UsiRNAs are duplex siRNAs that are modified with non-nucleotide acyclic monomers termed unlocked nucleobase analogs (UNA), and when appropriate, may also contain conformationally restricted nucleotides (CRN). UsiRNAs are designed to enter the RNAi pathway via Dicer enzyme or directly into RISC. UsiRNAs are fully recognized by the RNAi machinery and provide for potent RNAi activity. UsiRNAs are a type of siRNA that can minimize the potential for off-target effects by either strand of the siRNA duplex. UsiRNAs can escape the surveillance mechanisms associated with cytokine induction, and the modifications in UsiRNAs provide protection from nuclease degradation.
UNAs and CRNs in UsiRNAs
Unlocked nucleobase analogs (UNA) are distinct entities, as the bond between two adjacent carbon atoms that form the ribose portion of RNA is absent (see figure below). UNAs are considered to be conformationally flexible. In contrast, conformationally restricted nucleotides (CRN) are novel nucleoside analogs in which the ribose portion is locked into a rigid conformation by a small chemical linker (see figure below).

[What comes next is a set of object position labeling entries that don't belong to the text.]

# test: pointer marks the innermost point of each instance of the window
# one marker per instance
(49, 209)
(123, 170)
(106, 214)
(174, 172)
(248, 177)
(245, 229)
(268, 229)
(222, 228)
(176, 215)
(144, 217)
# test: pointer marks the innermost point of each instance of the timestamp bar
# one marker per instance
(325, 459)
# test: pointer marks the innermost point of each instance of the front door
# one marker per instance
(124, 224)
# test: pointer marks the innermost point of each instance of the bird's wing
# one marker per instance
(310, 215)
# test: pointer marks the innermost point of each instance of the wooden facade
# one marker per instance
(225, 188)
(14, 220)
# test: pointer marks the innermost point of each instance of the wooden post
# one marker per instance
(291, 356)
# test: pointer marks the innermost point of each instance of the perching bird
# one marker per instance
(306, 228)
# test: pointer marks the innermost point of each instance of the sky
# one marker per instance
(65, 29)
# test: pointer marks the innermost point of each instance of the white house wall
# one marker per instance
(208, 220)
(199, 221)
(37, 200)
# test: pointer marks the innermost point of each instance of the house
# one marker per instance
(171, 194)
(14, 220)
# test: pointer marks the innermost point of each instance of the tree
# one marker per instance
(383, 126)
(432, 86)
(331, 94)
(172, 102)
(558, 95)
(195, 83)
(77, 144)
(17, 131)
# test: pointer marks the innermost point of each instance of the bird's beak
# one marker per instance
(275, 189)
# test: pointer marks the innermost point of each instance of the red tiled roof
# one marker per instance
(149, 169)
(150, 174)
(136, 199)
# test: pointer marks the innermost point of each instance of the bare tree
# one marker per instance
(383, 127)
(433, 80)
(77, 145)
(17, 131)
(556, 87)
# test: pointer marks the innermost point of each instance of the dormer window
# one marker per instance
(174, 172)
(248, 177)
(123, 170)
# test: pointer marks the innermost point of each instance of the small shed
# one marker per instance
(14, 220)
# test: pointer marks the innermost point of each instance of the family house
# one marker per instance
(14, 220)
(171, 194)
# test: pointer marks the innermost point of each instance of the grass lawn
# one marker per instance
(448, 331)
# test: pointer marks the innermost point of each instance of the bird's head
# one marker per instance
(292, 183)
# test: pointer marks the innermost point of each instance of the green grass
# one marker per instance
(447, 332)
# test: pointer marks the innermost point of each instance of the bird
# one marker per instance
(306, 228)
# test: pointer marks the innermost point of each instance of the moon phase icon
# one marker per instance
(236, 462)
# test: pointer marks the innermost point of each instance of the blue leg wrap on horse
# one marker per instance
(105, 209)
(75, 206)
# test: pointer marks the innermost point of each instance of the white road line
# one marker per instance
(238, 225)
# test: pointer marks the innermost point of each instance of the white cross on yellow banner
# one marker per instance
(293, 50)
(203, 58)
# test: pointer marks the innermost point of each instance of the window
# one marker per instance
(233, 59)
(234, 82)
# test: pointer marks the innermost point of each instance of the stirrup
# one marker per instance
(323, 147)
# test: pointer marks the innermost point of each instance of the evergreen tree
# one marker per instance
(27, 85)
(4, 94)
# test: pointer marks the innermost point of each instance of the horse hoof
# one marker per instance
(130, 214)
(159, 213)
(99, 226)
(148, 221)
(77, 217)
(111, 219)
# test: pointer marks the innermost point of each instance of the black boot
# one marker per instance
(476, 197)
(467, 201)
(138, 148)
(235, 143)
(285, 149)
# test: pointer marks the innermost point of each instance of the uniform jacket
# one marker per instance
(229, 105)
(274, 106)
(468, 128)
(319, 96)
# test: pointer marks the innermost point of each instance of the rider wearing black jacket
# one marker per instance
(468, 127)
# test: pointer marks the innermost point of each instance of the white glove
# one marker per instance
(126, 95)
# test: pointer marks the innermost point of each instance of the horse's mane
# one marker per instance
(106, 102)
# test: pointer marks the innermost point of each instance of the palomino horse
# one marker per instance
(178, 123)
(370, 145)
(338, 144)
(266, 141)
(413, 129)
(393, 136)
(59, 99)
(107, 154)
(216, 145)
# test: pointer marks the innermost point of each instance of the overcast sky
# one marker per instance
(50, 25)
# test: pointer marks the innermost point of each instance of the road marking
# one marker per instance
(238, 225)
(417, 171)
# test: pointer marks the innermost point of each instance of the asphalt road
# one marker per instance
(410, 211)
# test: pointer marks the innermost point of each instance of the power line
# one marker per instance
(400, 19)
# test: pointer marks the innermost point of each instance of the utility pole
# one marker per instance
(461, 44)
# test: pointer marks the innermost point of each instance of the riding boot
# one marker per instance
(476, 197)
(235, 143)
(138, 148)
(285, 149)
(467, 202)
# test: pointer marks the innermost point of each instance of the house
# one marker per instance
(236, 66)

When included in an siRNA, UNA and CRN monomers enable Marina Biotech to tailor key characteristics to impart greater specificity and activity to the UsiRNA construct. These include:
- UNAs prevent passenger strand participation in RNAi, thus lowering the potential for off-target effects
- UNAs increase the specificity of the guide strand for its intended target mRNA by eliminating microRNA-like off-target effects
- UNA and CRN provide resistance to nuclease degradation
- UNA and CRN decrease the potential for a cytokine response
- CRNs impart the highly stable A-form of RNA to the duplex, resulting in increased thermal stability
In addition, CRN substitution into single-stranded oligonucleotides affords unprecedented stability of single-stranded RNA thus enabling development of novel RNA-based therapeutics that function outside of the RNAi mechanism.